What did the bird say? Part 8 - fast Squeeze-net on 800k images - 500s per epoch (instead of 10k - 20k seconds)

What worked, what did not, or how to speed up your model training 20x times

Posted by snakers41 on August 19, 2017


TLDR of the article - training a CNN with ca. 500k  files in the train dataset  (128 batch size) only ca. 500s per epoch


Article list

What did the bird say? Bird voice recognition. Part 1 - the beginning

What did the bird say? Bird voice recognition. Part 2 - taxonomy

What did the bird say? Bird voice recognition. Part 3 - Listen to the birds

What did the bird say? Bird voice recognition. Part 4 - Dataset choice, data download and pre-processing, visualization and analysis

What did the bird say? Bird voice recognition. Part 5 - Data pre-processing for CNNs

What did the bird say? Bird voice recognition. Part 6 - Neural network MVP

What  did the bird say? Bird voice recognition. Part 7 - full dataset preprocessing (169GB)

What  did the bird say? Bird voice recognition. Part 8 - fast Squeeze-net on 800k images - 500s per epoch (10-20x speed up)

0. TLDR - what helps train CNNs 10-20x faster with reasonable accuracy?

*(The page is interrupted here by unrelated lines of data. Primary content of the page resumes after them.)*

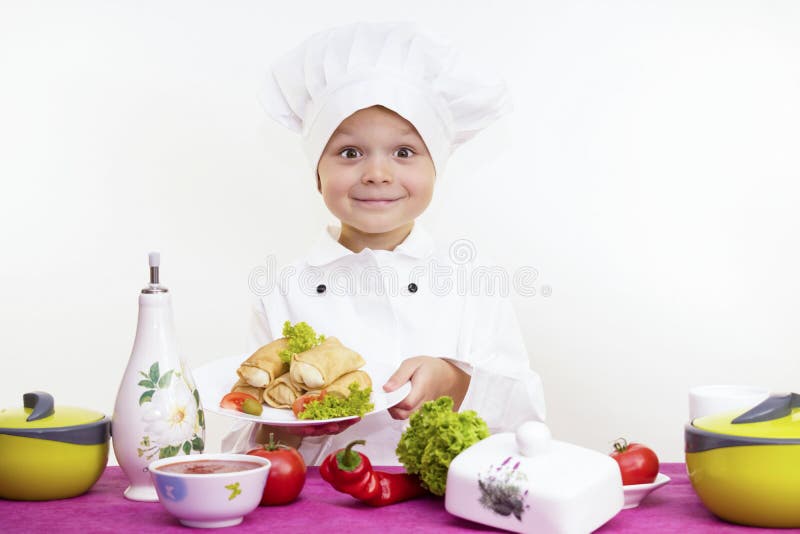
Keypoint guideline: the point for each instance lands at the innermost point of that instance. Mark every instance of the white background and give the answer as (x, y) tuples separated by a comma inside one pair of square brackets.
[(648, 172)]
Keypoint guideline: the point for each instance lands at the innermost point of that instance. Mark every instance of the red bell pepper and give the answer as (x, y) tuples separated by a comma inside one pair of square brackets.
[(351, 472)]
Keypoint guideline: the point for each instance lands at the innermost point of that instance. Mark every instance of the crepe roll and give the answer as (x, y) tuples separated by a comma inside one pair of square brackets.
[(282, 392), (341, 386), (321, 365), (264, 365), (243, 387)]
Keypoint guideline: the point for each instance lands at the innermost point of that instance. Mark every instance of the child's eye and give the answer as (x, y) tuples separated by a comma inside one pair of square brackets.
[(349, 153)]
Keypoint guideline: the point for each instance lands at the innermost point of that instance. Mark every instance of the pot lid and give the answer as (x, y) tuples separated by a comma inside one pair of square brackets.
[(39, 412), (778, 417)]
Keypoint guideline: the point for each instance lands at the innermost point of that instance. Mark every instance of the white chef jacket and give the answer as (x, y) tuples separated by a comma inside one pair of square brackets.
[(394, 305)]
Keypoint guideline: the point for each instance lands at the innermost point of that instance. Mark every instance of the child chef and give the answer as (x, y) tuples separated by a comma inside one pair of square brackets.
[(380, 107)]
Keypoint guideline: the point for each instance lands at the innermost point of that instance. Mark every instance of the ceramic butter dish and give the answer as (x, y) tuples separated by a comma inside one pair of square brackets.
[(528, 482)]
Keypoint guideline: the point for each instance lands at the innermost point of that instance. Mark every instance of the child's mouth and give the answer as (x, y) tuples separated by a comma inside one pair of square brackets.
[(376, 203)]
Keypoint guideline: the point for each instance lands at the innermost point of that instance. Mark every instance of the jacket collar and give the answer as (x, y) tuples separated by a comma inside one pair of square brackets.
[(418, 244)]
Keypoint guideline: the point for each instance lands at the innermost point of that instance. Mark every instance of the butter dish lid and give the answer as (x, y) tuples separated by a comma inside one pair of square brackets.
[(525, 481), (777, 417)]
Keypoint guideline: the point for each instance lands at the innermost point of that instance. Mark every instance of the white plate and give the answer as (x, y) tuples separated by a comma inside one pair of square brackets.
[(215, 379), (635, 493)]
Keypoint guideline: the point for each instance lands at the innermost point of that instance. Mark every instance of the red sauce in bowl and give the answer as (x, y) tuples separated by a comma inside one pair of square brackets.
[(208, 467)]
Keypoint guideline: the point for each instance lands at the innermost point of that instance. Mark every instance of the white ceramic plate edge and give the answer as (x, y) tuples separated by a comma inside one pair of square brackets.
[(636, 493)]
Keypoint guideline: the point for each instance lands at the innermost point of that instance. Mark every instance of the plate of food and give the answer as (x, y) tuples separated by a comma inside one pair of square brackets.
[(300, 379)]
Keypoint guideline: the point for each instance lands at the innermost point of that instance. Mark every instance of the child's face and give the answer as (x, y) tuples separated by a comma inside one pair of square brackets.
[(375, 173)]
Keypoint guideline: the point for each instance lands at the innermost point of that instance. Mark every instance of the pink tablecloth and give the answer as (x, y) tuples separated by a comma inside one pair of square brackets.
[(672, 508)]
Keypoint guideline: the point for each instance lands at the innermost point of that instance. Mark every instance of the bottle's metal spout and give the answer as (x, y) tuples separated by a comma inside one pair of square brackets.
[(154, 260)]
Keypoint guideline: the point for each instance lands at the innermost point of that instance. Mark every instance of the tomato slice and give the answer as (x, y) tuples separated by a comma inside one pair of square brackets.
[(234, 400), (300, 404)]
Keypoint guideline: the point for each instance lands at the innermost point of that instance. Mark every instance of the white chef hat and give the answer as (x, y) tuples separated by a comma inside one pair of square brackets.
[(339, 71)]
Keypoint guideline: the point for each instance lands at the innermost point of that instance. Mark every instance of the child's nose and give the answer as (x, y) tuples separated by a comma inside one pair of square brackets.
[(377, 171)]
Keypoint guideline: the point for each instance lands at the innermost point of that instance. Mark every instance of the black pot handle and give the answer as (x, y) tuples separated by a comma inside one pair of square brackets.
[(41, 404), (775, 407)]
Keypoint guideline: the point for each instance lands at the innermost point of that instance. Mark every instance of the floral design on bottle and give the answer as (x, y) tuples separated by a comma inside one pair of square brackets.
[(501, 489), (174, 420)]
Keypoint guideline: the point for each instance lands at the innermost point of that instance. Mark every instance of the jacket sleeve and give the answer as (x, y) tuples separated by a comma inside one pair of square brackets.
[(504, 390), (240, 437)]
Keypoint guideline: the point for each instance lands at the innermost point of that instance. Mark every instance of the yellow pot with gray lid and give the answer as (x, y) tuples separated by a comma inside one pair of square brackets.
[(50, 452), (745, 467)]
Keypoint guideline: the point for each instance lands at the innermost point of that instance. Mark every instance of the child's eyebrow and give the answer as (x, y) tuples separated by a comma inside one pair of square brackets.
[(345, 131)]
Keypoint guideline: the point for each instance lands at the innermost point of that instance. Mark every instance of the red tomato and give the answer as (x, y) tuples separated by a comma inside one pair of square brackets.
[(300, 404), (234, 400), (638, 464), (287, 475)]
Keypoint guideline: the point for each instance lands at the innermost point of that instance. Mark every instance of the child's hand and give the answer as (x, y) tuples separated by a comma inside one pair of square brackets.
[(430, 379)]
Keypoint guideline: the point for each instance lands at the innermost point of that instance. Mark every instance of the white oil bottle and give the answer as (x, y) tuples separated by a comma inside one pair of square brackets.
[(157, 413)]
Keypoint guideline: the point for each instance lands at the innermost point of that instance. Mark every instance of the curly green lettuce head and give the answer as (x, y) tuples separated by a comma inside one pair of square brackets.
[(435, 435), (301, 338)]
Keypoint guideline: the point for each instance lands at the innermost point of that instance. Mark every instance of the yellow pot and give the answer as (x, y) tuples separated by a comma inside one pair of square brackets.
[(745, 467), (50, 454)]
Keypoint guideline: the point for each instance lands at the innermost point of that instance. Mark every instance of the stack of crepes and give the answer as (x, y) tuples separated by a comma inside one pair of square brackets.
[(329, 366)]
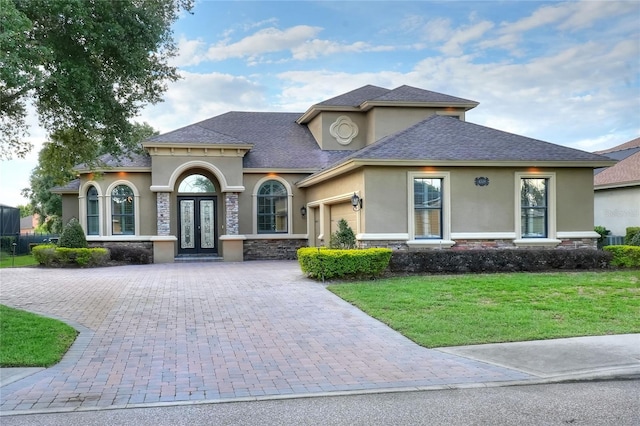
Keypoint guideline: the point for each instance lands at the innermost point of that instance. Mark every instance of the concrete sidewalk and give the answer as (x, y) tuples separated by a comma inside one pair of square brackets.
[(194, 333)]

So, if you have read my previous articles,  probably you may have noticed that had everything ready to train the model, for bird voice recognition but for the actual pipeline, model architecture and training itself. After researching what I found available on the subject, these approaches helped me to speed up my training time 10-20s:

  • Loading and preprocessing files in multiple threads in Keras - 5-10x speed bump (it saturates when you reach a theoretical IO bandwidth of your drive);


    A noticeable speed bump, right? Trend continues  with more processes if you also factor image preprocessing into equation

  • Using an SSD instead of HDD - 1.5 - 2x speed bump (actually in my case I tried a mdadm RAID-10 array, but for some reason it saturated after processing  ca. 10% of the images);



    First one is mdadm RAID-10 array,  the second one is SSD

  • Using Squeeze net architecture instead of mode traditional (VGG-16) and heavier models (ResNet, AlexNet, Inception Nets) - 4-5x speed bump;
  • Probably loading your files into RAM will give you some additional speed bump, but images are compressed and simple calculation (800k pics *  200x64 * 1 channel * 4 bytes per pixel in float32) yields that the full grayscale dataset would take around 40GBs of RAM (I had 16 when doing the model);
  • Using cyclical learning rates may help you with faster / more stable convergence;
  • Also practice tells me that using batchnorm in the CNN architecture also helps, but I did not test it. In in applying heavier CNN designs (U-NET) I noticed 2-3x speed up in training time;

1. Useful links on the subject

Actually when you have this many files, there are three options on how to organize them:

  • Have a folder for each category (which did not fit me because I wanted to test species vs. genera model) and use flow_from_directory from Keras;
  • Write image augmentation / generators from scratch and / or use some Kaggle kernel boilerplates;
  • Use some kind of solution described here;


I ended up using a mixed approach having written a custom generator on top of Keras generators.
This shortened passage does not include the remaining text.